1. Estrone, 17β-Estradiol, and Estriol Production
Estrone, 17β-estradiol, and estriol are three essential estrogen hormones produced in the body. These hormones are synthesized primarily in the ovaries, but they can also be produced in various tissues through a process called aromatization, where androgens are converted into estrogens.
2. Estrogen's Influence on Fat Distribution
Estrogens, including estrone, 17β-estradiol, and estriol, play a crucial role in regulating fat distribution in the body. Women typically have a higher percentage of subcutaneous fat (fat under the skin) and a lower percentage of visceral fat (fat around organs) compared to men. Estrogens help maintain this distribution.
3. Estrone, 17β-Estradiol, Estriol, and Fat Distribution
- Estrone: It contributes to fat distribution and helps preserve the subcutaneous fat layer, contributing to the characteristic fat distribution seen in women.
- 17β-Estradiol: This hormone is particularly potent and has a more pronounced influence on fat distribution. It helps maintain a healthy ratio of subcutaneous to visceral fat, promoting a feminine body shape.
- Estriol: Estriol is a unique estrogen primarily produced during pregnancy. Its role in fat distribution is less understood, but it is known for its role in maintaining a healthy pregnancy and supporting fetal development.

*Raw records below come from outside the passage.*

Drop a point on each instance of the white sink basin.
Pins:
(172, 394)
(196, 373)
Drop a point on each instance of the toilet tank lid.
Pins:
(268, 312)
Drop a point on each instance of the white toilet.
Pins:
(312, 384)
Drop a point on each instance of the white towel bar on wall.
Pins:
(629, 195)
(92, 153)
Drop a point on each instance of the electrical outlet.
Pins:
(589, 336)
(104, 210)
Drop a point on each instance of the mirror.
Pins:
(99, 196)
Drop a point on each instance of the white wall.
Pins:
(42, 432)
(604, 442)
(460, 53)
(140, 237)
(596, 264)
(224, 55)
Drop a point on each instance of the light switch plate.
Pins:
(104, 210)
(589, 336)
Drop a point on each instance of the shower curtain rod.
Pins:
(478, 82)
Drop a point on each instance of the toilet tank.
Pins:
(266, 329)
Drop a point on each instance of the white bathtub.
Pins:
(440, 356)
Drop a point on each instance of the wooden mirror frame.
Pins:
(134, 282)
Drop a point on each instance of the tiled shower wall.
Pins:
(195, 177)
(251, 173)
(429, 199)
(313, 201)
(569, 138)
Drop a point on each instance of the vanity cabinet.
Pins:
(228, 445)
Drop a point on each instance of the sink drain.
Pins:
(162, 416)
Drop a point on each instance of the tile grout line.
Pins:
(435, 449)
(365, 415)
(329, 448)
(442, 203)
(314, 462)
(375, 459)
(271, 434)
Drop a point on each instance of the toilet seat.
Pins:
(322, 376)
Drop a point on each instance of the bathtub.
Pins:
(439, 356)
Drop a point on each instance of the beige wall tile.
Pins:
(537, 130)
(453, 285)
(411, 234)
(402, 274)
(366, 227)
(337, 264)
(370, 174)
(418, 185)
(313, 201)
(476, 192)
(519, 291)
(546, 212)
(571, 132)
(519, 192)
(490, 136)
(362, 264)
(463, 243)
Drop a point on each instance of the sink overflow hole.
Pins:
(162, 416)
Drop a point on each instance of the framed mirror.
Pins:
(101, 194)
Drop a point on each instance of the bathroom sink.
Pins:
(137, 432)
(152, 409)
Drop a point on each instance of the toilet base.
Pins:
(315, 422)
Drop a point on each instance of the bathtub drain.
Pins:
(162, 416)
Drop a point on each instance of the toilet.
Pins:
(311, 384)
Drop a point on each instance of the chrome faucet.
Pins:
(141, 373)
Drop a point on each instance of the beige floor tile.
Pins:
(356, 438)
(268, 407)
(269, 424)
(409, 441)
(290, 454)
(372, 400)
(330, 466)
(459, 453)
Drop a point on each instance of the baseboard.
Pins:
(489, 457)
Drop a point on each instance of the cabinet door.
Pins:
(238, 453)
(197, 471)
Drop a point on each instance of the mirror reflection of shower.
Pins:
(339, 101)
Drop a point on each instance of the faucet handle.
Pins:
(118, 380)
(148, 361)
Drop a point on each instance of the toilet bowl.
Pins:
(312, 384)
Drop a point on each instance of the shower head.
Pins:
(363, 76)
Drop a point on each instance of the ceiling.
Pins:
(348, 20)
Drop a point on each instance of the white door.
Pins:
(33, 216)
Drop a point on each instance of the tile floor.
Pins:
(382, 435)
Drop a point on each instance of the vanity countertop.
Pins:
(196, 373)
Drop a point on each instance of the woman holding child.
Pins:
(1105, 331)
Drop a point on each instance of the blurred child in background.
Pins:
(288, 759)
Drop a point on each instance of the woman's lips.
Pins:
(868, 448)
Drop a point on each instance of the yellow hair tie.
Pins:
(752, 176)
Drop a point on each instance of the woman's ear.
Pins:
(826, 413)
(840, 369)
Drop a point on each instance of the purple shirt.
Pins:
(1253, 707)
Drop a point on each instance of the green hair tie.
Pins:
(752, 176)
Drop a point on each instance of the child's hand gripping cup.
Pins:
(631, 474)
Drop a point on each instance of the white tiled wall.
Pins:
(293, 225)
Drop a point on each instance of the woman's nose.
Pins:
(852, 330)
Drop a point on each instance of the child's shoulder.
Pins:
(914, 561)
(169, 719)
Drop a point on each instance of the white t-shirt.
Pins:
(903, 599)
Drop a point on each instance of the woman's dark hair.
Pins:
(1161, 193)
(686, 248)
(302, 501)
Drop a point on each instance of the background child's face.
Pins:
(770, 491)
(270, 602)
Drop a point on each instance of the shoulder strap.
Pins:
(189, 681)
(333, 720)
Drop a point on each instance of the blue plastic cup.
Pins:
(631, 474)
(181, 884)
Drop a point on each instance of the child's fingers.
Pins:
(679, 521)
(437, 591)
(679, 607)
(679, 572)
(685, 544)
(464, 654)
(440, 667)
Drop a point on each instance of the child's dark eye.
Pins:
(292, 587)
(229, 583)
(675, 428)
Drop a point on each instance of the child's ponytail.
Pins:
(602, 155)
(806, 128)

4. Shift in Hormone Production During Menopause
During menopause, there is a significant shift in hormonal production. Before menopause, 17β-estradiol is the predominant estrogen hormone, contributing to the maintenance of female secondary sexual characteristics and overall health.
However, as women enter and progress through menopause, ovarian function declines. This results in a reduction in the production of 17β-estradiol, the potent form of estrogen. Consequently, estrone becomes the more predominant estrogen hormone during menopause, with a decrease in estriol production.

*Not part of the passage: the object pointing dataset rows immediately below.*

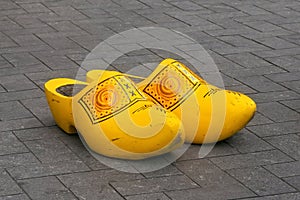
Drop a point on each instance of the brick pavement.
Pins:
(256, 45)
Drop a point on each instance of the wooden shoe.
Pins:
(114, 117)
(208, 113)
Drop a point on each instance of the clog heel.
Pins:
(208, 113)
(114, 117)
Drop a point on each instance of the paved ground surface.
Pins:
(256, 45)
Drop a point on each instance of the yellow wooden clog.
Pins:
(208, 113)
(114, 118)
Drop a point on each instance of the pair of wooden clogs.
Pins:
(121, 119)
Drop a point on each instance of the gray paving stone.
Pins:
(294, 38)
(264, 97)
(68, 73)
(294, 104)
(282, 77)
(246, 142)
(50, 150)
(12, 160)
(153, 185)
(294, 85)
(278, 52)
(261, 84)
(259, 119)
(39, 107)
(248, 60)
(241, 88)
(207, 175)
(294, 181)
(74, 143)
(261, 181)
(27, 40)
(289, 144)
(34, 7)
(38, 133)
(290, 196)
(8, 185)
(255, 71)
(166, 171)
(15, 197)
(293, 27)
(275, 128)
(212, 192)
(9, 144)
(20, 95)
(7, 71)
(280, 169)
(262, 26)
(278, 112)
(238, 41)
(48, 188)
(288, 63)
(16, 83)
(94, 184)
(13, 110)
(47, 169)
(59, 43)
(219, 149)
(251, 159)
(153, 196)
(21, 59)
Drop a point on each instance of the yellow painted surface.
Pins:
(208, 113)
(115, 118)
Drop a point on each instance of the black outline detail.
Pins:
(184, 96)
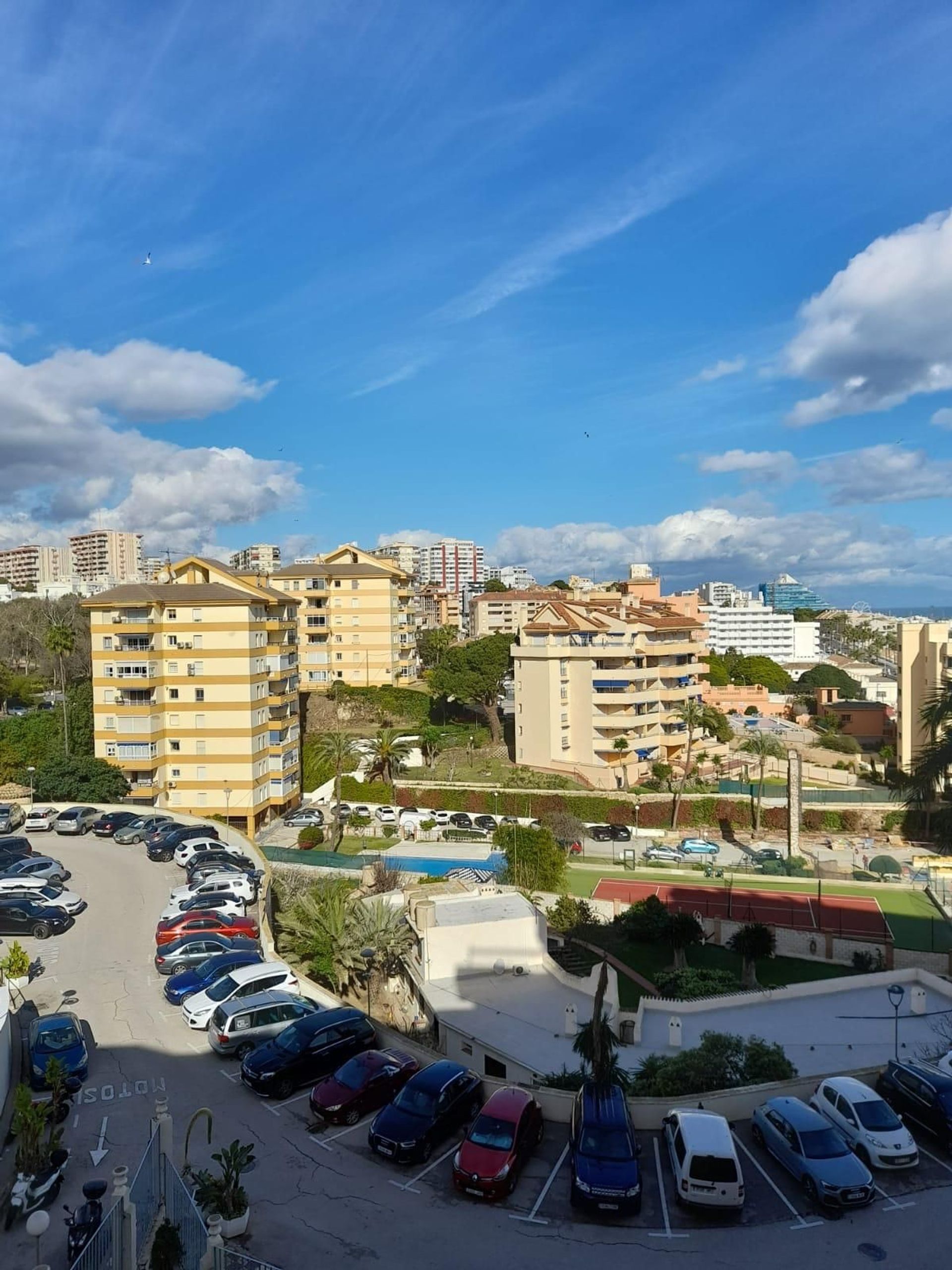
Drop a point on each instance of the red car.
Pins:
(368, 1081)
(205, 922)
(499, 1142)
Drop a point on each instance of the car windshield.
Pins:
(607, 1142)
(54, 1040)
(823, 1144)
(878, 1115)
(221, 990)
(416, 1101)
(494, 1133)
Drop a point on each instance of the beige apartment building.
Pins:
(356, 619)
(924, 659)
(590, 674)
(194, 691)
(107, 554)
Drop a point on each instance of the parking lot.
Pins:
(327, 1187)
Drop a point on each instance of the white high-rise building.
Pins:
(452, 564)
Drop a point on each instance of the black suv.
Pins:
(921, 1092)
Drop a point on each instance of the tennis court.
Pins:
(838, 915)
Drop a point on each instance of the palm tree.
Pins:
(763, 746)
(339, 750)
(752, 943)
(621, 747)
(683, 930)
(696, 717)
(388, 754)
(60, 640)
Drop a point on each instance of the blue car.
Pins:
(56, 1037)
(186, 983)
(812, 1151)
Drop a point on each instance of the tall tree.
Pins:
(474, 674)
(338, 750)
(60, 640)
(763, 746)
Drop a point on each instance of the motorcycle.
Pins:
(35, 1191)
(85, 1221)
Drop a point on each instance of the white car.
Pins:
(40, 820)
(244, 981)
(871, 1127)
(192, 846)
(239, 886)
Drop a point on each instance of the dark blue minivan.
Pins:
(603, 1152)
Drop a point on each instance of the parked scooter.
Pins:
(85, 1221)
(35, 1191)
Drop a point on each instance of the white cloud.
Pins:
(880, 332)
(761, 464)
(719, 370)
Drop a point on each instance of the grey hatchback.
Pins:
(239, 1025)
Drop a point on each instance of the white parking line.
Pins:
(542, 1221)
(423, 1173)
(667, 1234)
(801, 1221)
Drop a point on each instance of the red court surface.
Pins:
(835, 913)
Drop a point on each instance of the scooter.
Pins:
(85, 1221)
(35, 1191)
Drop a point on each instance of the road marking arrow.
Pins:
(101, 1152)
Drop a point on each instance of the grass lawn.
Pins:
(914, 920)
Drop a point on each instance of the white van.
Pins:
(244, 981)
(704, 1159)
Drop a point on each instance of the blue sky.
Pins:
(590, 284)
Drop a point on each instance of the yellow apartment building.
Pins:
(587, 675)
(356, 620)
(194, 691)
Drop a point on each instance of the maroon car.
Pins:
(365, 1083)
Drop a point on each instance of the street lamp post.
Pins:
(895, 992)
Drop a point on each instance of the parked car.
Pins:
(196, 978)
(363, 1083)
(499, 1142)
(697, 847)
(659, 851)
(107, 825)
(205, 924)
(603, 1152)
(137, 829)
(58, 1037)
(244, 981)
(12, 817)
(812, 1151)
(921, 1092)
(869, 1124)
(306, 1051)
(37, 867)
(304, 818)
(239, 1025)
(191, 847)
(76, 820)
(19, 916)
(40, 820)
(433, 1103)
(704, 1159)
(192, 952)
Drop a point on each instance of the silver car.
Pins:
(76, 820)
(239, 1025)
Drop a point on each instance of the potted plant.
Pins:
(16, 965)
(225, 1196)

5. Menopause and Fat Distribution
The hormonal changes during menopause can affect fat distribution. As 17β-estradiol levels decline, there can be an increase in visceral fat, including belly fat. The shift from 17β-estradiol to estrone as the predominant hormone may contribute to changes in body composition, and the role of estriol in this context is still an area of ongoing research.
Estrone, 17β-estradiol, and estriol are vital members of the estrogen hormone family, each contributing to fat distribution and overall health. Understanding how these hormones are produced and their influence on the body, especially during menopause, and the unique role of estriol, is essential for managing changes in body composition and overall health during this life stage.